The Center for Disease Control and Prevention (CDC) in the U.S states that all COVID-19 vaccines purchased with taxpayer money will be provided free of charge. However, there may be additional administrative costs levied by vaccine providers. 

If that’s a factor that can deter a pro-vaccine employee from getting vaccinated, then many employers are even willing to pay out of pocket for this. Others are also giving their employees a one-time bonus in addition to covering the cost of the vaccine. 

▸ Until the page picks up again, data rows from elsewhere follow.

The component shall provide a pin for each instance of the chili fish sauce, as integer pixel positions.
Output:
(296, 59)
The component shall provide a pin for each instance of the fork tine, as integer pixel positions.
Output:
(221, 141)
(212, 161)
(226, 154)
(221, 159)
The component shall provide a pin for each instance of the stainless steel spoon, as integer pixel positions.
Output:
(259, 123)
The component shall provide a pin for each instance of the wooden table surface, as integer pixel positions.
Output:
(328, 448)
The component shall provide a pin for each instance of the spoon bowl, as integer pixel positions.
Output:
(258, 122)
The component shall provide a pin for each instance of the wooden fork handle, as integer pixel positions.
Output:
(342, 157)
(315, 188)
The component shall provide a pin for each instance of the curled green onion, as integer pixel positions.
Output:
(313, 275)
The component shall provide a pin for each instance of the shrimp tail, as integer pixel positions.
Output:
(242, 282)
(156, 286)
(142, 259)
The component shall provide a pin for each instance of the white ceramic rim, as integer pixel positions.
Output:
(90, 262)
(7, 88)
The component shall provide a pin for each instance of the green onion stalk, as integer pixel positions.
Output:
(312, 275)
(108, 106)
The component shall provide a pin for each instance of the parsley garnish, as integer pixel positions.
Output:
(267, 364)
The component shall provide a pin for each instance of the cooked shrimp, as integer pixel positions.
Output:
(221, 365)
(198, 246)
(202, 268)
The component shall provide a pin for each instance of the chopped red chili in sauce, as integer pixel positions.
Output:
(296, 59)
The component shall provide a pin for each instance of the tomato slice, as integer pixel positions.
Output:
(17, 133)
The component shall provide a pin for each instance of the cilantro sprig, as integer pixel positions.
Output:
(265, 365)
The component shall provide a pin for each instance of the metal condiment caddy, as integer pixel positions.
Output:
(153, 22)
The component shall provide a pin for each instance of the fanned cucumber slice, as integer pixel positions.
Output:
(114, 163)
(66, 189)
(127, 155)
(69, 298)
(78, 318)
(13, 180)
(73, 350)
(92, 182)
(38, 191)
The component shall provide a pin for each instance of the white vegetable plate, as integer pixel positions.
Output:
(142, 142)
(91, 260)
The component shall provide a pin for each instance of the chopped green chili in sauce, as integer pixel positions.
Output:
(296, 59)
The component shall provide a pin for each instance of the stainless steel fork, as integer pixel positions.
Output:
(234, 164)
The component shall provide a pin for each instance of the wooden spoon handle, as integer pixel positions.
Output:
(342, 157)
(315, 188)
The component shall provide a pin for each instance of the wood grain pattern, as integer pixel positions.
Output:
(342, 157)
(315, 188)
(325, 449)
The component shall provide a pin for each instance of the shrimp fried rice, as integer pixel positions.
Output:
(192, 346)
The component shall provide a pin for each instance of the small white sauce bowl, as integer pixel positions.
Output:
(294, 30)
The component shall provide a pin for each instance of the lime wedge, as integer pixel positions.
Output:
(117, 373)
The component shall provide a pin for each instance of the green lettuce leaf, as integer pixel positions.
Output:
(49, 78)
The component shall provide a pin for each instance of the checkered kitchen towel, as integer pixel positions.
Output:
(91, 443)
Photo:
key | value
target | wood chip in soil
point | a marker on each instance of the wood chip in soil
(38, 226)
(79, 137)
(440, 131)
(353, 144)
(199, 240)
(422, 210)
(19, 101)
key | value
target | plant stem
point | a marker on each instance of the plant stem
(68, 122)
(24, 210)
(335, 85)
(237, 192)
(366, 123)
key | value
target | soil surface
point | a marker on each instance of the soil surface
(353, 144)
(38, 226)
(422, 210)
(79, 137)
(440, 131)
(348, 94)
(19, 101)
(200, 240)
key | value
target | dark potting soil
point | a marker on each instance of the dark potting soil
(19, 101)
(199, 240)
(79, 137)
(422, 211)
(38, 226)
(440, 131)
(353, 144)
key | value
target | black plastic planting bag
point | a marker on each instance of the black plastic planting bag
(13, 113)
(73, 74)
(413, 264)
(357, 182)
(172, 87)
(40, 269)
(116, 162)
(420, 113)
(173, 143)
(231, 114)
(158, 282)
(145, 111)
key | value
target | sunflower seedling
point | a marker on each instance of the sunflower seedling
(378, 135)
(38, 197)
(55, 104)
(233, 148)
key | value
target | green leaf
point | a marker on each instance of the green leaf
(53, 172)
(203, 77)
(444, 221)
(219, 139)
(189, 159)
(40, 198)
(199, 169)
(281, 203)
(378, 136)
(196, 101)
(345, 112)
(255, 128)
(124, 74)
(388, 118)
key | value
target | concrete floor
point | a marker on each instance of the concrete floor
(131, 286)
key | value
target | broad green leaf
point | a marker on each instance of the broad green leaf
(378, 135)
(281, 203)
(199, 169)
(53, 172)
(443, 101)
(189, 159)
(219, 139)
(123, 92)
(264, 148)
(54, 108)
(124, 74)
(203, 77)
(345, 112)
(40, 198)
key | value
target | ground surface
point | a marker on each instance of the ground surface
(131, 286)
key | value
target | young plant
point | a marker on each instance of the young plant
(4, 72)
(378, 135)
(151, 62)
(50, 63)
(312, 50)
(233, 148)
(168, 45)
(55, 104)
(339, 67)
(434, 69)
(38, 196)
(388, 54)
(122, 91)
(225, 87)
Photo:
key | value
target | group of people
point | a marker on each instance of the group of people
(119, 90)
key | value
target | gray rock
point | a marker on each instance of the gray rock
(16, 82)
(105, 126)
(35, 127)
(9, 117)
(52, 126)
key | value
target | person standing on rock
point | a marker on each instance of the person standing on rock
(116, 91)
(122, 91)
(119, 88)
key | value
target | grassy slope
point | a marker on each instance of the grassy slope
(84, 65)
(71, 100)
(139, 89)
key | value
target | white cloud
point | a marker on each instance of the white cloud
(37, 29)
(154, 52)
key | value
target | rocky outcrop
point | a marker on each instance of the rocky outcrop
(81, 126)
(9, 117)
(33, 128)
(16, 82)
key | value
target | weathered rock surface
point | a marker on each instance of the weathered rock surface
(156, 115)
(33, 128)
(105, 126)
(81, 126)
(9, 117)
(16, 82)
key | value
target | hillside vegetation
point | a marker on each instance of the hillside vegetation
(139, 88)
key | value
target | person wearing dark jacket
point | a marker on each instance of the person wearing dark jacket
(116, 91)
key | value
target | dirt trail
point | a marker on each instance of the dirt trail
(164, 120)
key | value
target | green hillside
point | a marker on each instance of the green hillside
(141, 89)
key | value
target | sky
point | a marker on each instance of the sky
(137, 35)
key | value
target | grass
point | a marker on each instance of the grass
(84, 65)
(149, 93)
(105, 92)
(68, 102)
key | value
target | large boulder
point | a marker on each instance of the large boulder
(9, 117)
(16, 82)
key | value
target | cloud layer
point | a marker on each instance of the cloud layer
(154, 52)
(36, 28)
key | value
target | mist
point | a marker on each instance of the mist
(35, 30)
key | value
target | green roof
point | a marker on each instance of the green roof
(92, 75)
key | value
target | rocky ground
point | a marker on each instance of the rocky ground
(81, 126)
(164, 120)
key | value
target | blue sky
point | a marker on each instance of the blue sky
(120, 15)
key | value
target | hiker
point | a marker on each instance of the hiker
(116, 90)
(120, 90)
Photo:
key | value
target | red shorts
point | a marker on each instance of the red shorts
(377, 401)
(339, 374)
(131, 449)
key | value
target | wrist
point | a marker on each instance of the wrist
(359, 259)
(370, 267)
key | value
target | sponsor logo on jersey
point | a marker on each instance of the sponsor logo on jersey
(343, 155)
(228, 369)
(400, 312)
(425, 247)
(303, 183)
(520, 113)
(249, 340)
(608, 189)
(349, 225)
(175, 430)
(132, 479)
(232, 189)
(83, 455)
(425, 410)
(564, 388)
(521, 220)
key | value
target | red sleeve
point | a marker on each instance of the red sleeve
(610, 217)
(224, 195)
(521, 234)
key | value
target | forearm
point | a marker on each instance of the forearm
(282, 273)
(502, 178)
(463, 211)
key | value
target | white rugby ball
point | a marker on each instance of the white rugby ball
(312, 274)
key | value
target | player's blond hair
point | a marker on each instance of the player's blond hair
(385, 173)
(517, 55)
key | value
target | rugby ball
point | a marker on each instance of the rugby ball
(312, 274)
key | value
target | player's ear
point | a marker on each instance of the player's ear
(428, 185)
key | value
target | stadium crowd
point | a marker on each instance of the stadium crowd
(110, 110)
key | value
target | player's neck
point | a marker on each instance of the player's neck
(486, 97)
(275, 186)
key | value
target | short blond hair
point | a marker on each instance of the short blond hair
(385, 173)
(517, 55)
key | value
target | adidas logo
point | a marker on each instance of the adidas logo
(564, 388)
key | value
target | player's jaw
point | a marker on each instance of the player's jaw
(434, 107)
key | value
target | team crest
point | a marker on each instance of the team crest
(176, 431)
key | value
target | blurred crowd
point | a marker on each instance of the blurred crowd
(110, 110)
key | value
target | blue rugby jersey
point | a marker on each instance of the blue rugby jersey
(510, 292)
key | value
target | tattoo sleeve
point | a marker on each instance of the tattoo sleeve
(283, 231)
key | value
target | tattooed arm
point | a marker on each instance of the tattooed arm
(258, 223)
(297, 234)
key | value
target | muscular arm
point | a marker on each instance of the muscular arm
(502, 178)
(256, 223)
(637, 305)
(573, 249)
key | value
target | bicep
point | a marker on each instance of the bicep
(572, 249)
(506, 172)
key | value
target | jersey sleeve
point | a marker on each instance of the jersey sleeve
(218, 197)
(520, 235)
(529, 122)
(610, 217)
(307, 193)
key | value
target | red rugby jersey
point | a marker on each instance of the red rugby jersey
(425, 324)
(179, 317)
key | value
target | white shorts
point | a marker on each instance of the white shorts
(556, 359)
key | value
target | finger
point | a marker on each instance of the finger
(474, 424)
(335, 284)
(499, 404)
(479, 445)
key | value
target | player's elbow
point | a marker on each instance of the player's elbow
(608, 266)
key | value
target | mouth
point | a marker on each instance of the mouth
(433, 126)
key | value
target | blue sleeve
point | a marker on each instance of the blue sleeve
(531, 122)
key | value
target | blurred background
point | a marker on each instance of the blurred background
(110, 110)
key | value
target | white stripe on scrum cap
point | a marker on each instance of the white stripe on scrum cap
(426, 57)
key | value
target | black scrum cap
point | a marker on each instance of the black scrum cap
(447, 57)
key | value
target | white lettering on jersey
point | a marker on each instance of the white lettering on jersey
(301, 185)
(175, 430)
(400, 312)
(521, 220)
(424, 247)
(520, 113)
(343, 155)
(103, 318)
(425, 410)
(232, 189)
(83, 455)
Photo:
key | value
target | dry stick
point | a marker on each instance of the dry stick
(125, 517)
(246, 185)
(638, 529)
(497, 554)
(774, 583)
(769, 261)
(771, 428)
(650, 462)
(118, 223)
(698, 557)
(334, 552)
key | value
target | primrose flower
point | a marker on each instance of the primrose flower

By willing to bear the cost of the vaccine for the employee as well their immediate family, your company will not only be creating a safe and healthy work environment but you’ll also contribute to the vaccination of employees who would have otherwise have opted out of getting vaccinated due to financial reasons. 

3. Let the Employees Decide How to Get the Vaccine

As many employees have moved back to their hometowns due to remote work, administering the vaccine from the office or a specific vaccination center can become difficult due to logistical challenges.

To overcome this, the employer can contact hospitals and clinics based on the employees’ locations that administer the vaccine and point them in that direction. This way your employees will still have the freedom to choose when and where to get the vaccine. You can then cover or reimburse the costs of the vaccine accordingly. 

Implementing this employee vaccination policy also ensures that the employee is able to get the vaccine in a more sterile, safe environment than an office space. 


For the most part, employers do have the legal right to implement a COVID-19 employee vaccination policy for their employees after making notable exceptions. Developing and implementing a vaccination policy in a thoughtful, empathetic, and clear manner will give your employees reassurance and support during these tough times.